Ramsey County, along with a growing number of other municipalities, has decided to call in the heavy artillery, in the form of a team of sharpshooters to thin 200 does from the herd.
Tony DeNicola and his crew from White Buffalo Inc., a non-profit corporation based in Connecticut, are pros. In a relatively straightforward situation such as St. Paul, where whitetails tend to congregate in park areas, they shoot deer over bait with high-powered rifles from vehicles and tree stands. Fees range from $200-$350 per deer, depending on the project’s difficulty. “I do this every day,” DeNicola has said. “For me, it’s like brushing my teeth.”
In some less open spaces, White Buffalo opts for the “capture-and-kill” method, in which baited deer are trapped in nets and killed with a metal bolt administered at point blank range to the head. It’s the same device used in slaughterhouses.
One need not be an animal rights activist to be appalled by this way of dealing with “nuisance deer.” Indeed, hunters have been among the most vocal critics. Neighboring hunters offered to help thin the herd at no taxpayer expense, but John Moriarty, Ramsey County’s natural resource manager overseeing the cull in St. Paul and South Maplewood, rebuffed them: “There’s no way you can have people with guns shooting deer in the city.”
But, actually, you can.
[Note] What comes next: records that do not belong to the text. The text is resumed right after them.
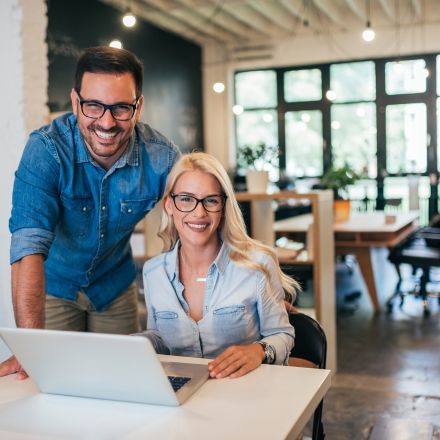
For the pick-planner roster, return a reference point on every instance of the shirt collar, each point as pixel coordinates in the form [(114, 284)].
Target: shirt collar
[(172, 261)]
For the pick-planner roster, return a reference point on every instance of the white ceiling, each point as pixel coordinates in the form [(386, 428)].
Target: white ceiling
[(240, 22)]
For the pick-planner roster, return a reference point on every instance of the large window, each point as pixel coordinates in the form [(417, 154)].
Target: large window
[(377, 116), (256, 113), (304, 143)]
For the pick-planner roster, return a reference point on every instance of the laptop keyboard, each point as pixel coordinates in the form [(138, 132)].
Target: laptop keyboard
[(177, 382)]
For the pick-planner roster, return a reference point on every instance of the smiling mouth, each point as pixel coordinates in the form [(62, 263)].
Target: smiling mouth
[(105, 135), (197, 227)]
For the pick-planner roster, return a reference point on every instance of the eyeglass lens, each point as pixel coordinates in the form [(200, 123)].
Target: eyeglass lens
[(95, 110), (187, 203)]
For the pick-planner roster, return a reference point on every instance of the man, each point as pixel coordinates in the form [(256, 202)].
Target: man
[(83, 183)]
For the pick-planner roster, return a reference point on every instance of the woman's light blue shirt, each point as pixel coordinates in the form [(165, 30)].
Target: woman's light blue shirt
[(237, 308)]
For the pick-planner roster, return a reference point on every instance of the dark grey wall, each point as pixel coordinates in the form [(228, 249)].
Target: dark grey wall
[(172, 79)]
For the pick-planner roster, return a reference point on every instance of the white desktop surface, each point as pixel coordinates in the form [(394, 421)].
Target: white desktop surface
[(271, 402)]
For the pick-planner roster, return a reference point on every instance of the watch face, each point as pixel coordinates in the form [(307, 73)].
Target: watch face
[(270, 355)]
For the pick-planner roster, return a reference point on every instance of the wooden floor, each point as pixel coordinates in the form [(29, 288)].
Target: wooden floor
[(388, 381)]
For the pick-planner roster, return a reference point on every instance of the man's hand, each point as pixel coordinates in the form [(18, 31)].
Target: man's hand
[(11, 366), (290, 308), (236, 361)]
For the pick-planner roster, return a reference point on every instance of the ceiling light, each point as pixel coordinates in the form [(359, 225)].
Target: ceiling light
[(267, 117), (237, 109), (305, 117), (331, 95), (218, 87), (129, 19), (116, 44), (368, 34)]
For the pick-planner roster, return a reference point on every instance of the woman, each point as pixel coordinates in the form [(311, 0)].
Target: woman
[(215, 292)]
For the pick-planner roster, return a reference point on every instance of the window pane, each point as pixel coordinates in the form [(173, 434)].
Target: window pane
[(414, 192), (256, 127), (353, 81), (438, 132), (438, 75), (354, 137), (302, 85), (256, 89), (405, 77), (406, 138), (304, 145)]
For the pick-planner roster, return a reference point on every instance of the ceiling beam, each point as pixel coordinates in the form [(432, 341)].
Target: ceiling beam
[(192, 19), (329, 10), (417, 7), (278, 16), (359, 10), (251, 17), (218, 15), (389, 11)]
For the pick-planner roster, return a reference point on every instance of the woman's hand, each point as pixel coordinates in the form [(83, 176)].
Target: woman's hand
[(11, 366), (236, 361)]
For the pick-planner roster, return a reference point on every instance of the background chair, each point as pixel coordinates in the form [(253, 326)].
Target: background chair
[(420, 250), (310, 346)]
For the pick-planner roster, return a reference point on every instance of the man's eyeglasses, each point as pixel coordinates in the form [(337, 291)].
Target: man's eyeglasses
[(186, 203), (96, 110)]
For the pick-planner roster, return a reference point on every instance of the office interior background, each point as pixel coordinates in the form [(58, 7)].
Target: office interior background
[(296, 73)]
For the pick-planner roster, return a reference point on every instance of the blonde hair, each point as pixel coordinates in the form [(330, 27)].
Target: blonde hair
[(232, 226)]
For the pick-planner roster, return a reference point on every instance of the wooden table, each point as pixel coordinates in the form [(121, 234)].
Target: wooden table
[(272, 402), (357, 236)]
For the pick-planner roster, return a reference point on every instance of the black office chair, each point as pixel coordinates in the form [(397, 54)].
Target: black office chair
[(421, 250), (310, 345)]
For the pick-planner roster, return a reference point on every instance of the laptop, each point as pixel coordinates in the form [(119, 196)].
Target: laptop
[(102, 366)]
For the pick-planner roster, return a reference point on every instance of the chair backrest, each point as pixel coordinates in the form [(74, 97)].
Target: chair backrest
[(310, 339)]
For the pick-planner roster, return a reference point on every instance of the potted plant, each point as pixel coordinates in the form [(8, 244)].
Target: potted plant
[(254, 159), (338, 179)]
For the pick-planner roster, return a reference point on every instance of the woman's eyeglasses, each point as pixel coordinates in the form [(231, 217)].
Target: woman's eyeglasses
[(186, 203)]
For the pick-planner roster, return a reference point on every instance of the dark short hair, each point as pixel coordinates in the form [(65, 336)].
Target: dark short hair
[(105, 59)]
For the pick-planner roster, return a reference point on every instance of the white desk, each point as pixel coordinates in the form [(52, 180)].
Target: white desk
[(272, 402)]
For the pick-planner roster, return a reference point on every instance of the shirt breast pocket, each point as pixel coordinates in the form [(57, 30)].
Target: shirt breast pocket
[(132, 212), (168, 324), (77, 214), (230, 324)]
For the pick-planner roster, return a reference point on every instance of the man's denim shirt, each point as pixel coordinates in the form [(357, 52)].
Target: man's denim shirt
[(237, 308), (80, 216)]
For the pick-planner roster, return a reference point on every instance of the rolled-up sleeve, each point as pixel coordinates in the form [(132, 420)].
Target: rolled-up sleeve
[(275, 328), (35, 206)]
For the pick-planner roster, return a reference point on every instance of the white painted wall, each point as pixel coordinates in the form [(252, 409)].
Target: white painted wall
[(300, 50), (23, 90)]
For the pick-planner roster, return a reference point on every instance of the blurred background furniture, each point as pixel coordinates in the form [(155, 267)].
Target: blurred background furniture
[(357, 236), (421, 251), (310, 345)]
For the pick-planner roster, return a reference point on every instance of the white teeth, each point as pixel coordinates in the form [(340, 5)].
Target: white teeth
[(104, 135), (192, 225)]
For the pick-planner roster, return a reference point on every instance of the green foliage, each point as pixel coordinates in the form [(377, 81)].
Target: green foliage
[(257, 156), (338, 179)]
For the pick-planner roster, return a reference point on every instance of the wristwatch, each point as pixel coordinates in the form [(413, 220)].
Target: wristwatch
[(269, 352)]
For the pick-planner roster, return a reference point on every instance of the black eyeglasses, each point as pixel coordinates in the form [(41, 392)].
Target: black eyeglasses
[(186, 203), (96, 110)]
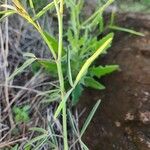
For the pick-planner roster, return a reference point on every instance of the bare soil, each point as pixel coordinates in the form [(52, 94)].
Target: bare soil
[(122, 122)]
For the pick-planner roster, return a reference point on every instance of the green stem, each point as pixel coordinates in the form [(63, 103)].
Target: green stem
[(59, 68)]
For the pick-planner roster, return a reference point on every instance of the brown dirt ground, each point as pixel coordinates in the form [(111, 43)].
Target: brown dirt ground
[(122, 122)]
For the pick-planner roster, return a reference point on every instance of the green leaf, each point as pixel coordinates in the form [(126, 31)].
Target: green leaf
[(90, 60), (89, 118), (45, 9), (26, 108), (114, 27), (38, 130), (15, 147), (69, 69), (21, 69), (62, 103), (91, 82), (76, 94), (49, 65), (102, 71), (4, 14), (37, 138), (53, 42)]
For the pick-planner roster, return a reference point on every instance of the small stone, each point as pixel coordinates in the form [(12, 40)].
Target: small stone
[(145, 117)]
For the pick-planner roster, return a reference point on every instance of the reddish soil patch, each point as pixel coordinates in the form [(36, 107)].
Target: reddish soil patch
[(123, 119)]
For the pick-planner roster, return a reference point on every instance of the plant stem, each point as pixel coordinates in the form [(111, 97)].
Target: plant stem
[(59, 68)]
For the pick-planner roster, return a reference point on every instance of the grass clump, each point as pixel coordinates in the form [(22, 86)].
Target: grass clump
[(74, 49)]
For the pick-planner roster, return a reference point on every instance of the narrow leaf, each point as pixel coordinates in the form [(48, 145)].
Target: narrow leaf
[(20, 69), (69, 69), (113, 27), (89, 118), (102, 71), (62, 103), (90, 60), (44, 10), (91, 82)]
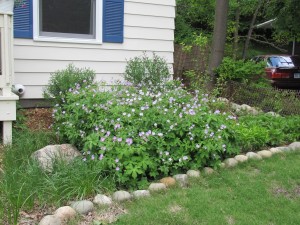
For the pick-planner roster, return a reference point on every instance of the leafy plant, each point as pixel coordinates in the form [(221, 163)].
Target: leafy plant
[(62, 80), (239, 70), (140, 135), (149, 72)]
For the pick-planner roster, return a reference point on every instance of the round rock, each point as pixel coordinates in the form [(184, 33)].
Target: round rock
[(230, 162), (284, 148), (295, 146), (275, 150), (121, 196), (193, 173), (141, 193), (83, 207), (208, 170), (50, 220), (241, 158), (253, 155), (157, 187), (65, 213), (168, 181), (222, 165), (265, 154), (102, 200), (182, 179)]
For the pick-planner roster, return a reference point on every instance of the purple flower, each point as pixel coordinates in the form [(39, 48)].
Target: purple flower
[(129, 141), (192, 112), (102, 139)]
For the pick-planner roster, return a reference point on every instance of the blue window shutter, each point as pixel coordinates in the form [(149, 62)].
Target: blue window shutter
[(23, 20), (113, 21)]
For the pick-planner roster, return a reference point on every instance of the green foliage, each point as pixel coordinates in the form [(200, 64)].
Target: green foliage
[(23, 183), (263, 96), (62, 80), (239, 70), (146, 71), (139, 134), (287, 13), (255, 132), (223, 198)]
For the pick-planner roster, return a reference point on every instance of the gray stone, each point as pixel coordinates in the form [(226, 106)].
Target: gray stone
[(272, 114), (65, 213), (157, 187), (253, 155), (230, 162), (235, 107), (83, 207), (193, 173), (208, 170), (141, 193), (182, 179), (120, 196), (265, 154), (47, 155), (284, 148), (275, 150), (223, 99), (295, 146), (50, 220), (102, 200), (241, 158)]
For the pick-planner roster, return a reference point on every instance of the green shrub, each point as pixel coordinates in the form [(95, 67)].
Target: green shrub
[(62, 80), (149, 72), (239, 70), (140, 135), (256, 132)]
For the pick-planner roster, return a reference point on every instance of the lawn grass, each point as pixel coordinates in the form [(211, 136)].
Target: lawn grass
[(256, 192)]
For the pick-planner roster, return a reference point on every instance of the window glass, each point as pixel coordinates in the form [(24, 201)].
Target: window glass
[(67, 18)]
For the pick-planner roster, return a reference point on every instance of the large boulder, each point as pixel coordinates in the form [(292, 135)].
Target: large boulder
[(295, 146), (83, 207), (47, 155)]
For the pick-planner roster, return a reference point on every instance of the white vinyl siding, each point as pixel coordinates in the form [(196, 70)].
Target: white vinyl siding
[(149, 27)]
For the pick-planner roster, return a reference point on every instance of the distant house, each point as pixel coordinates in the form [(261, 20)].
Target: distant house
[(98, 34)]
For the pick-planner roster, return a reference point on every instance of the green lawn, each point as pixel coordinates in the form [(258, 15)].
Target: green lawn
[(261, 192)]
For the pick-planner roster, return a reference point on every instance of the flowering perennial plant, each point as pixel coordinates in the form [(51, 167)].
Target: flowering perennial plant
[(140, 134)]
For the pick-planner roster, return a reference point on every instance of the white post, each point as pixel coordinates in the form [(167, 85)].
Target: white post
[(7, 98), (7, 132)]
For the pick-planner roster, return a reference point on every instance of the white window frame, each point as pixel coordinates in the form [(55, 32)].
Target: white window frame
[(98, 27)]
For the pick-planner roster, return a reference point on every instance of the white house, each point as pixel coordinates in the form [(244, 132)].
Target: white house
[(98, 34)]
All that skilled hunters need to do the job are access and homeowners’ permission, and several metropolitan areas that have established “urban hunts” do provide both—among them are Cincinnati, Pittsburgh, Philadelphia, Chicago, Detroit, and some counties around the Twin Cities [Minneapolis/St. Paul].
Though most of these urban hunts involve archery rather than firearms, all have three things in common: They are highly regulated, and only very well-qualified hunters make the cut. As a result, they are very safe; there are no documented cases of injuries to non-hunters in any urban deer hunts. And they do work to bring down deer numbers—perhaps not quite so dramatically as a sharpshooting fest, but certainly more humanely, economically and ethically. The meat from these urban hunts generally goes to community food banks.
There is an additional advantage to urban hunts: It reminds the deer, and us, about our respective places in the scheme of things.
Urban hunts can help make deer more wary of coming into contact with human beings. They also remind the people that they are more than mere sightseers in the neighborhoods they and the deer both now call home.